Ana Laura Padilla Camacho

Laboratorio de biología molecular

Fecha de entrega: Lunes 08 de marzo, 2021

PRACTICA No. 4

REACCIÓN EN CADENA DE LA POLIMERASA (PCR)

INTRODUCCIÓN

"La reacción de PCR ha transformado la Biología Molecular al extender

tremendamente la capacidad de identificar, manipular y reproducir DNA.
Hace abundante lo que fuera escaso—el material genético requerido para
la experimentación.”
Paul Rabinow

El método llamado reacción en cadena de la polimerasa (“Polymerase Chain Reaction",

PCR) es una técnica para la síntesis "in vitro" de secuencias específicas de DNA. Se
utiliza para amplificar o copiar regiones del DNA, lo que permite obtener perfiles a partir
de cantidades mínimas de material genético.
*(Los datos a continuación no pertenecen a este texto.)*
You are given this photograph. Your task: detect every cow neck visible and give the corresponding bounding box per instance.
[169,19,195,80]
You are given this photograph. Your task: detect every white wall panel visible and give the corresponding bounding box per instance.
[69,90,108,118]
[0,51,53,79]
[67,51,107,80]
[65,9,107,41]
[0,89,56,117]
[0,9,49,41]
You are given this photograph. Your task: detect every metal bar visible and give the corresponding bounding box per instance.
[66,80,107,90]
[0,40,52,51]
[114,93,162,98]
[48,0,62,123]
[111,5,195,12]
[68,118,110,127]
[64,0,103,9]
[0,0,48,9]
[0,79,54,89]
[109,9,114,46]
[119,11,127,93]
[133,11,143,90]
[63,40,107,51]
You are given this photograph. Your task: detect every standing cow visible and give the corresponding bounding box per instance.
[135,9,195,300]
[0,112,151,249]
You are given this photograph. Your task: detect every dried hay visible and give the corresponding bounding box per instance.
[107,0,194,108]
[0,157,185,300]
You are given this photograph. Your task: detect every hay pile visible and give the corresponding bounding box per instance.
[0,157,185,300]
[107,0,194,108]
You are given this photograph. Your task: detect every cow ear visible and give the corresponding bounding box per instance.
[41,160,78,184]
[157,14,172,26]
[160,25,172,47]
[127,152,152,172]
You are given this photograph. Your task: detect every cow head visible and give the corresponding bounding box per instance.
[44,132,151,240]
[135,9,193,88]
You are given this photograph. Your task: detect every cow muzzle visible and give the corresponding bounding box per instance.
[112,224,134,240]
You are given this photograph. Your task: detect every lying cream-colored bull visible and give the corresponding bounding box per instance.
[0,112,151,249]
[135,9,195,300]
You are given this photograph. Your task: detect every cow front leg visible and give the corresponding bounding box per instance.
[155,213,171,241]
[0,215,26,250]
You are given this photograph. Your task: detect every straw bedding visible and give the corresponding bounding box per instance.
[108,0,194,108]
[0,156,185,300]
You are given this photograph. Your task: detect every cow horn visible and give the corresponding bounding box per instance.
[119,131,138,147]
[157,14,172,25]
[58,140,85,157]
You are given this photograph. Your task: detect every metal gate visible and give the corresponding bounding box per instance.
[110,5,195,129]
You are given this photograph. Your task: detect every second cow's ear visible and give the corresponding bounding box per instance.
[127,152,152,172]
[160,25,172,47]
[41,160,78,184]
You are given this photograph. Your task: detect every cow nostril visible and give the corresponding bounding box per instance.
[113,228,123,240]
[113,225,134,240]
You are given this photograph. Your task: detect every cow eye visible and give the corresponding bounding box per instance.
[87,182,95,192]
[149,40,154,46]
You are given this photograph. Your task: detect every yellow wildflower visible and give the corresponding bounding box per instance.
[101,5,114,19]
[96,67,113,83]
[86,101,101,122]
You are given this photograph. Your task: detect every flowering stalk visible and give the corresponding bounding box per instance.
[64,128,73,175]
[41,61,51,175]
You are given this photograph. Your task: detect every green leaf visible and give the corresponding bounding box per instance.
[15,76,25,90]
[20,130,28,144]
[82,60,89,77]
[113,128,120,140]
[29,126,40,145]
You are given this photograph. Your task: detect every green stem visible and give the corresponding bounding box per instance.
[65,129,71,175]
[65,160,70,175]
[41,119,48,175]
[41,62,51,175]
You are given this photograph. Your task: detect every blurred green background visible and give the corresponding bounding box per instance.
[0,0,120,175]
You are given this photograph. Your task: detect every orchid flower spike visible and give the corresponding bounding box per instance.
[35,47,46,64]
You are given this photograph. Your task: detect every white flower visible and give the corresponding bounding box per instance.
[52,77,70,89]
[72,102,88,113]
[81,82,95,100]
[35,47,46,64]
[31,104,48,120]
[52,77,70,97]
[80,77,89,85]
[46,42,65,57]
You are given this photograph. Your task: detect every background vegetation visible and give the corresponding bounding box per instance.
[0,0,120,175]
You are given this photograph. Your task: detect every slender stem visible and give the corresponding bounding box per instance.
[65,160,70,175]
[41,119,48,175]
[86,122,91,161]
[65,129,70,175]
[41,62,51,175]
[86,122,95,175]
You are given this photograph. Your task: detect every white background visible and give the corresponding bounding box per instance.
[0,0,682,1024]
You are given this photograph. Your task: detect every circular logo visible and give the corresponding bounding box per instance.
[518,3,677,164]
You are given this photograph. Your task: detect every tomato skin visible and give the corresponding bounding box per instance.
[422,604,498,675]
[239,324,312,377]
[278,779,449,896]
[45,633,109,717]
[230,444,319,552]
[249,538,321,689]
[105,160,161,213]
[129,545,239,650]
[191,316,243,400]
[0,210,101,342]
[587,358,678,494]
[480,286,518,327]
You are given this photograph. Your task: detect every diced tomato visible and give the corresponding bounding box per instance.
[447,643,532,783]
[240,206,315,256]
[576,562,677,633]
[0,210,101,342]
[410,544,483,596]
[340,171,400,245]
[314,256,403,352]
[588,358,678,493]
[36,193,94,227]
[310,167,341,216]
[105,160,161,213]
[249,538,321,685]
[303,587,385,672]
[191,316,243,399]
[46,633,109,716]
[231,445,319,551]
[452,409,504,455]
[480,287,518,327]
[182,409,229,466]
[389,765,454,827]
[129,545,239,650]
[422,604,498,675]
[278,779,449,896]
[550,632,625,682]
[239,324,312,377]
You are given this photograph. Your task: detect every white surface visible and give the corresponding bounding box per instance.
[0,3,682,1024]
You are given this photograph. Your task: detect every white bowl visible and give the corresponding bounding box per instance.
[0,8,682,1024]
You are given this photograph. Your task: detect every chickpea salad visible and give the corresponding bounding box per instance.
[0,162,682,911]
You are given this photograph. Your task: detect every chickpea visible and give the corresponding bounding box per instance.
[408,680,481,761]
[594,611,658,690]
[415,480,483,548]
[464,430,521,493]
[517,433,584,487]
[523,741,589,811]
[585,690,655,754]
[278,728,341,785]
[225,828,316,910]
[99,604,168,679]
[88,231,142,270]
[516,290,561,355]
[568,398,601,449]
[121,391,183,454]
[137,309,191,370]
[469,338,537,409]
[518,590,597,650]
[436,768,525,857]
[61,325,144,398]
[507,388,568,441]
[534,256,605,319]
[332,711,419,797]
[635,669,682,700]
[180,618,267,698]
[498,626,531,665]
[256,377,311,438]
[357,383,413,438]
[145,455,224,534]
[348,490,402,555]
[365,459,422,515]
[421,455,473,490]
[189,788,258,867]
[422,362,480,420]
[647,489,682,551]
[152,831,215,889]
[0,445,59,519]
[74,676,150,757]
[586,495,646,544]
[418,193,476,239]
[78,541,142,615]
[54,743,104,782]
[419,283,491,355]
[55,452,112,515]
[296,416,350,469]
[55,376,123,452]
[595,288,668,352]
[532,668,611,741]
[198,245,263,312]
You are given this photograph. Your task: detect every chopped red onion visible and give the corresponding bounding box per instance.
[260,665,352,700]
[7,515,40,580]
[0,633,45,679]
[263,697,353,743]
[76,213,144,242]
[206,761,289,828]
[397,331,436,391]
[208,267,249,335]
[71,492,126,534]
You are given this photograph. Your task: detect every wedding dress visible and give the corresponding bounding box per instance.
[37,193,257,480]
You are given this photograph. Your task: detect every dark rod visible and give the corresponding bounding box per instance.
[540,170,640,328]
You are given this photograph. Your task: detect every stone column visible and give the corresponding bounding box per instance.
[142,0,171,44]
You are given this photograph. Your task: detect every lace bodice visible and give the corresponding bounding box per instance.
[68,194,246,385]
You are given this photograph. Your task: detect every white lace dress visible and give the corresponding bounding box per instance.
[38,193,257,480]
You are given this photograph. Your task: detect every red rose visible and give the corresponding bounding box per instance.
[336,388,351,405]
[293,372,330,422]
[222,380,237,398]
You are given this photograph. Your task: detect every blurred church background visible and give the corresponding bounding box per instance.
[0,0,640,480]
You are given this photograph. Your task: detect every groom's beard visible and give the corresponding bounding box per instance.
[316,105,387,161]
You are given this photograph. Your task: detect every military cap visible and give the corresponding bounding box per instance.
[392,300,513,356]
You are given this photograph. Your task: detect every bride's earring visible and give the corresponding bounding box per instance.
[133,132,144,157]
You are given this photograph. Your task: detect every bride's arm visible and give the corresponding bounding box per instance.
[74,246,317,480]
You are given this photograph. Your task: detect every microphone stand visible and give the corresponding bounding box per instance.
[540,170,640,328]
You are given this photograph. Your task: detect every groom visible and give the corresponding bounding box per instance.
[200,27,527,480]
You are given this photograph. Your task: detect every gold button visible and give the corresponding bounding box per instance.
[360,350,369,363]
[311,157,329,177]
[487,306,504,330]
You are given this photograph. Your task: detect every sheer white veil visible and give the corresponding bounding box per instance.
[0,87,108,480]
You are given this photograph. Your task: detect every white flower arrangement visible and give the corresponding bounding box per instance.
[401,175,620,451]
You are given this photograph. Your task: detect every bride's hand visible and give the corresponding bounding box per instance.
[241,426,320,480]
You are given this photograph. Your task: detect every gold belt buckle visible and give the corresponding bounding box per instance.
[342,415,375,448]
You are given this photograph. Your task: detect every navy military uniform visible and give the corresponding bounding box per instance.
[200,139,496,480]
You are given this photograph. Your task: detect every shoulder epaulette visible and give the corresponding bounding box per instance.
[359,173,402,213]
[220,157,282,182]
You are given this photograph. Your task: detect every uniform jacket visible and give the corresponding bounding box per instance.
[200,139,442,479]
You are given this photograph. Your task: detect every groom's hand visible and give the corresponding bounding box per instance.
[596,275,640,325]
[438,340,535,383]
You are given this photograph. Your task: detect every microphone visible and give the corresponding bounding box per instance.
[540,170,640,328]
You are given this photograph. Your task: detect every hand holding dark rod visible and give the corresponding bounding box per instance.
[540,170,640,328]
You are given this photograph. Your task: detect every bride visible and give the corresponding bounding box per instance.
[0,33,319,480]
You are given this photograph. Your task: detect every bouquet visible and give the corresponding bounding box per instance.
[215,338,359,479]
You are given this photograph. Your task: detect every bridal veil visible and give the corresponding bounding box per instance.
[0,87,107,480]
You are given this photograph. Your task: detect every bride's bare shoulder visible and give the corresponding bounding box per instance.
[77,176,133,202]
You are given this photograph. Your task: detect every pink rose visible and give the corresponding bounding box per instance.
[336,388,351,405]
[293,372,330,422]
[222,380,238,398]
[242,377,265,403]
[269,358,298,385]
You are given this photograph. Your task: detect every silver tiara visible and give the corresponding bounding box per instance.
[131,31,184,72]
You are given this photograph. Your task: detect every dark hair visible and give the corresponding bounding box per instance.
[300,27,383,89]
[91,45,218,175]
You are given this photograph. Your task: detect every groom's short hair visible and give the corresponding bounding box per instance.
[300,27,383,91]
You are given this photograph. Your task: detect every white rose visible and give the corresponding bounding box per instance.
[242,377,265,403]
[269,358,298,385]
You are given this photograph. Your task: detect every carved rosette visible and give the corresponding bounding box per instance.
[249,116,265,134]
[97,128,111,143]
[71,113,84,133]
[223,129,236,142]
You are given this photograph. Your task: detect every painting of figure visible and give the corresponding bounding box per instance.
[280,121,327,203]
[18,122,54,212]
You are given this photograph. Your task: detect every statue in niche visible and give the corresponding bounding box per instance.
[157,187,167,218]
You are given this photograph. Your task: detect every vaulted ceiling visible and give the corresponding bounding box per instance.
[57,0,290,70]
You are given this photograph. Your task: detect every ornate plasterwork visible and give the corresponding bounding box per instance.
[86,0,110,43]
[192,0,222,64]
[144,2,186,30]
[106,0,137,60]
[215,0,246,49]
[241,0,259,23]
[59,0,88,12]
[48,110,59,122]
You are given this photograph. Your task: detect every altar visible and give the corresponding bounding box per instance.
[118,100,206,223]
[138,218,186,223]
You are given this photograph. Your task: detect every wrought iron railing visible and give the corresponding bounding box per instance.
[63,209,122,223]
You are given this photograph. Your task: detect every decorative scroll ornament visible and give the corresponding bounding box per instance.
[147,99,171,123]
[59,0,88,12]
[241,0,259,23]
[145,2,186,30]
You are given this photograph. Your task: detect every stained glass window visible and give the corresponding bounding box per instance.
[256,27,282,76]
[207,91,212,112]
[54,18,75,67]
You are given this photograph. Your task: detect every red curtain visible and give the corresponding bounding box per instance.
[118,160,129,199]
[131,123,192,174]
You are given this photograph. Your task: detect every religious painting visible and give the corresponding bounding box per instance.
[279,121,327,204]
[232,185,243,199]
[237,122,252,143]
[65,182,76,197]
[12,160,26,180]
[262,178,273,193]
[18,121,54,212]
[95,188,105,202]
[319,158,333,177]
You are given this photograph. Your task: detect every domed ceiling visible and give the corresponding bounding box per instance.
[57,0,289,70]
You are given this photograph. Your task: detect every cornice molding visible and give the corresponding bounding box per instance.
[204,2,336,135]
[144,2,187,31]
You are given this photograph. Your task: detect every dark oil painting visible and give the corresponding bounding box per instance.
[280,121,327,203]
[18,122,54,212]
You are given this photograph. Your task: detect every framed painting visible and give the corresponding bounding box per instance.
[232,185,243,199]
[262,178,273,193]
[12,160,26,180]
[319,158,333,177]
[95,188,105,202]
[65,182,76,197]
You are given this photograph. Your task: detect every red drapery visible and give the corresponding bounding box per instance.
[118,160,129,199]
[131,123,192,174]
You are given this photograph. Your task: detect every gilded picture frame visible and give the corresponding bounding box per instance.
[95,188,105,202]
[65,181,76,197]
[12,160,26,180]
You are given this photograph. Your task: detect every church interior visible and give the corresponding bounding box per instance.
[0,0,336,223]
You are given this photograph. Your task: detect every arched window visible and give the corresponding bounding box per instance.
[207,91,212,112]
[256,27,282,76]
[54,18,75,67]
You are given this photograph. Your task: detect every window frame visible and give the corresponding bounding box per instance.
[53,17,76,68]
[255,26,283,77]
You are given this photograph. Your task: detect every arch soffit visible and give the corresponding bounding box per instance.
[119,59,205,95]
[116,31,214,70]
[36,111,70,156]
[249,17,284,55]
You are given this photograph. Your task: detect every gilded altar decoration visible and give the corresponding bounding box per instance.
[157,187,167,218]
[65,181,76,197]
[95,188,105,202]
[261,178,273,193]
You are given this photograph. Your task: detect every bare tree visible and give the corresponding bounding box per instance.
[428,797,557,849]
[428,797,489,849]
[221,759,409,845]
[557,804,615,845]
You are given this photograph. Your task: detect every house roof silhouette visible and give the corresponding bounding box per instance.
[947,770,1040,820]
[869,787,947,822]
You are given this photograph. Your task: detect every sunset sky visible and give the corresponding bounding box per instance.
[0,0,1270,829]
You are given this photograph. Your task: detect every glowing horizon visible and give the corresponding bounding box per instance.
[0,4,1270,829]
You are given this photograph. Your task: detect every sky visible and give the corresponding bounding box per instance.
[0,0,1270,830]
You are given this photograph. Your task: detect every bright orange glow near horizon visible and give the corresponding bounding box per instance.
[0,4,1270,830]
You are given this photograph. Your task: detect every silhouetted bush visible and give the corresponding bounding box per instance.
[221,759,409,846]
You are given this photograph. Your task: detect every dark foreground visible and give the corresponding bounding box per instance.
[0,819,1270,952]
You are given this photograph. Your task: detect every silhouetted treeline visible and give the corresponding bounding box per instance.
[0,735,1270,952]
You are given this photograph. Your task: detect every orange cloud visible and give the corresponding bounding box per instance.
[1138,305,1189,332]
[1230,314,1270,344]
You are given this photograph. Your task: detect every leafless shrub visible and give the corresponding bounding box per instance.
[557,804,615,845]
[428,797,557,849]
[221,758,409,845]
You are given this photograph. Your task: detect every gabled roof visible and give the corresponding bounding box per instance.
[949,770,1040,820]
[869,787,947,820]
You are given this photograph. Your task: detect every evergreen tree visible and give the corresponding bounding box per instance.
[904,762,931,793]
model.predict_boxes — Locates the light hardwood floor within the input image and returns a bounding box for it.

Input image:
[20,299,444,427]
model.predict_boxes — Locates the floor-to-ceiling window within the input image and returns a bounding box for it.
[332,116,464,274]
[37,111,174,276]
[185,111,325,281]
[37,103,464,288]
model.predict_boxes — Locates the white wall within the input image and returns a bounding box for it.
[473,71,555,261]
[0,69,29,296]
El inventor de esta interesante técnica fue Kary Mullis por la cual obtuvo el Premio Nobel
de Química en 1993. Utilizó la PCR para la amplificación del gen de la -globina humana
(Mullis y cols., 1986; Mullis y Faloona., 1987) y el diagnóstico prenatal de la anemia
falciforme (Saiki y cols., 1985; Saiki y cols., 1986; Embury y cols., 1987), desde entonces
la PCR ha revolucionado todos los campos que estudian y manipula los ácidos nucleicos.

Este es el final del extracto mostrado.